"Marche de retour au Tibet" : pourquoi est-elle si importante ?

mardi 24 juin 2008 par Rédaction

Pourquoi la "Marche de retour au Tibet" est-elle si importante ?
(par Tenzing Sonam, le 22 juin 2008). [1]

La ‘Marche de retour au Tibet’ s’est terminée il y a trois jours [2] à l’orée de la ville frontalière de Darchula, éloignée de tout, enchâssée dans les collines de l’état d’Uttarakhand. C’est là que les cinquante derniers marcheurs se sont rendus pacifiquement - très émus et leur passion toujours vive - à plusieurs centaines de policiers qui leur bloquaient la route. [3]

Ayant filmé par intermittence toute la progression de la Marche, de son lancement à Dharamsala jusqu’à sa conclusion à Darchula, et ayant vécu 14 jours auprès des marcheurs dans leur campement encerclé par la police à Seraghat puis à Banspatan, j’estime que le sens de cette Marche va bien au delà de la question de savoir si elle a atteint ou pas son objectif officiel de pénétrer au Tibet.

A son humble niveau, la ‘Marche de retour au Tibet’ pourrait très bien indiquer un tournant dans la politique des Tibétains en exil.
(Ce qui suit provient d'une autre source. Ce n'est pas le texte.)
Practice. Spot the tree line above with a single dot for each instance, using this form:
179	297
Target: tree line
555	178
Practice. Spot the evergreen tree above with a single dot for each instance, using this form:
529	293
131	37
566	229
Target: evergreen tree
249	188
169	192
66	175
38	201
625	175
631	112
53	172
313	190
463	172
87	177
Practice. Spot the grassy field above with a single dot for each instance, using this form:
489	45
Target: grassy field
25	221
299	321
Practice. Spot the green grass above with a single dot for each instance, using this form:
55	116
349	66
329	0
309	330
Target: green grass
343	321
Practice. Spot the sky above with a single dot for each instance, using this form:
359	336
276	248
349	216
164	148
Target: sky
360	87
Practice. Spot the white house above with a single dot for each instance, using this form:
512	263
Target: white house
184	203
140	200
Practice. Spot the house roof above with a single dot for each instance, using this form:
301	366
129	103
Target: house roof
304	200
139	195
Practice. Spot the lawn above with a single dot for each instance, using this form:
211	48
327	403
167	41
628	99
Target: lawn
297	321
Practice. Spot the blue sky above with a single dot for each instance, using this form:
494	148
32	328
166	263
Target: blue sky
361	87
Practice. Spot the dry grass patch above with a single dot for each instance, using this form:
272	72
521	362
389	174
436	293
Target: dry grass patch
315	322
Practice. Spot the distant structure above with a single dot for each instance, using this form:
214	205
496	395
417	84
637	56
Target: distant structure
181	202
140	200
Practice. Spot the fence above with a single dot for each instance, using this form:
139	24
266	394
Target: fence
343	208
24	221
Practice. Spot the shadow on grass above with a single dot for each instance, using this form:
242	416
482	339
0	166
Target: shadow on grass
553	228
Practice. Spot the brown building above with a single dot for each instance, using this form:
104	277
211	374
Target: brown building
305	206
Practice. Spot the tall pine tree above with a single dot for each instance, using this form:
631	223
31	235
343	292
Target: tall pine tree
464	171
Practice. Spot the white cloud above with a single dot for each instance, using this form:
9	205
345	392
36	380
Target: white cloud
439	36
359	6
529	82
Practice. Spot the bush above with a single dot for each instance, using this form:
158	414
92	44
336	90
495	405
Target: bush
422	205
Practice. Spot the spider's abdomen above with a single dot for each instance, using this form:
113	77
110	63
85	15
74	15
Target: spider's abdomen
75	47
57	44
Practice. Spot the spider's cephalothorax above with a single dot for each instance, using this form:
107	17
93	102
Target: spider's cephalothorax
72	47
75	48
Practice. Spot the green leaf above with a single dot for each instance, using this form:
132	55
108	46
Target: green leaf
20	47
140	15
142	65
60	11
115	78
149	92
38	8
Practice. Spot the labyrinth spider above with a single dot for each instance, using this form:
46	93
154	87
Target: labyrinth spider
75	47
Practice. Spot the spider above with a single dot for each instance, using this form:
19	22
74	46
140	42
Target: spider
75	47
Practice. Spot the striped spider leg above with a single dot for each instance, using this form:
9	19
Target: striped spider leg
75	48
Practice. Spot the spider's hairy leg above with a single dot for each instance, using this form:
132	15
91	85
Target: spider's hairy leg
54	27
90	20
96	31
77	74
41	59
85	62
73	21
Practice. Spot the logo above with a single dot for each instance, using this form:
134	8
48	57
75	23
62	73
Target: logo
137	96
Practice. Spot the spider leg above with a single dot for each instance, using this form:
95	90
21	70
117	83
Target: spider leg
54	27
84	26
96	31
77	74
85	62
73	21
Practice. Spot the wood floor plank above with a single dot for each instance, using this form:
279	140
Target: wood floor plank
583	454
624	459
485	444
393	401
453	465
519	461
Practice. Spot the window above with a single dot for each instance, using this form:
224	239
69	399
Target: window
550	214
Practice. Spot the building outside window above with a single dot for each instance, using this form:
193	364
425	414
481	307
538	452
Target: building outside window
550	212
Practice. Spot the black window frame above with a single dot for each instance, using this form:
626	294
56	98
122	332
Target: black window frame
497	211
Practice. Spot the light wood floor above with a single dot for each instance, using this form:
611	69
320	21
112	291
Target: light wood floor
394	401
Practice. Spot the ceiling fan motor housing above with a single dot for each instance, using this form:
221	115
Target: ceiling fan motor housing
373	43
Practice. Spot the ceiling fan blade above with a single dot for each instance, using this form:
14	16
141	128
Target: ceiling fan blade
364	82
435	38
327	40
Elle pourrait faire date en effet comme la première véritable opération démocratique initiée et conduite par de simples Tibétains cherchant désespérément le moyen de contribuer à la cause tibétaine en dépit des critiques, et parfois même de la condamnation, émises par certains de leurs dirigeants.

Cinq ONGs tibétaines [4], qui ensemble mobilisent une part importante de la diaspora tibétaine, ont réussi à s’unir sous la même bannière - la campagne “Tibetan People’s Uprising Movement” (Mouvement de Soulèvement du Peuple Tibétain) – et à mener à bien ce plan d’action, alors qu’elles ne partagent pas exactement les mêmes orientations politiques. Sur ce seul point, c’est déjà une réussite. Trop souvent, parmi les exilés, nous avons vu le grand dessein d’agir pour la cause tibétaine être sacrifié au profit de mesquines querelles intestines ou de disputes entre personnes.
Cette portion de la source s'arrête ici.